Former Michigan Gov. Jennifer Granholm, the keynote speaker of the luncheon, said Ohio is “totally ground zero” for the presidential election.
And the focus she said are in purple areas of the state, like Hamilton County, that have voted Democratic and Republican in the past.
“There’s going to be a total focus on this part of the state,” she said of Southwest Ohio.
And over the course of the next month, she sees a push for voter registration and party mobilization, calling it a key.
Another key, she said, is to show the differences between the parties.
“Contrast always creates a spark,” Granholm said. “There’s such enormous contrast in this race between the Democratic Party candidate and the Republican Party candidate for president, but also the Democratic Party and the Republican Party in the direction they’ve been taking the country.
“There will be some percussiveness, I would say, but choice is what it’s all about and voters will definitely see a choice.”

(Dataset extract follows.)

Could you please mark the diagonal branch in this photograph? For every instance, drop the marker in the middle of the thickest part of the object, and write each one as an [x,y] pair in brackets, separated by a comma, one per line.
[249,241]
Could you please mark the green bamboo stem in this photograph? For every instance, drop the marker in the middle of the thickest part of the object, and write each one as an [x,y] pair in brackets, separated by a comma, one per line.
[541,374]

Republicans have argued there is a divided Democratic Party because U.S. Sen. Bernie Sanders has remained in the race despite being behind in the delegate count, which the AP has reported Clinton has achieved the minimum number of delegate support to claim the party’s nomination.
But Granholm said that is “coming to an end” on the Democratic Party side.
“There’s going to be unity on the Democratic side. Democrats are totally excited about this ticket — who will she pick for vice president — and they’re especially excited to be able to point out the contrast,” she said.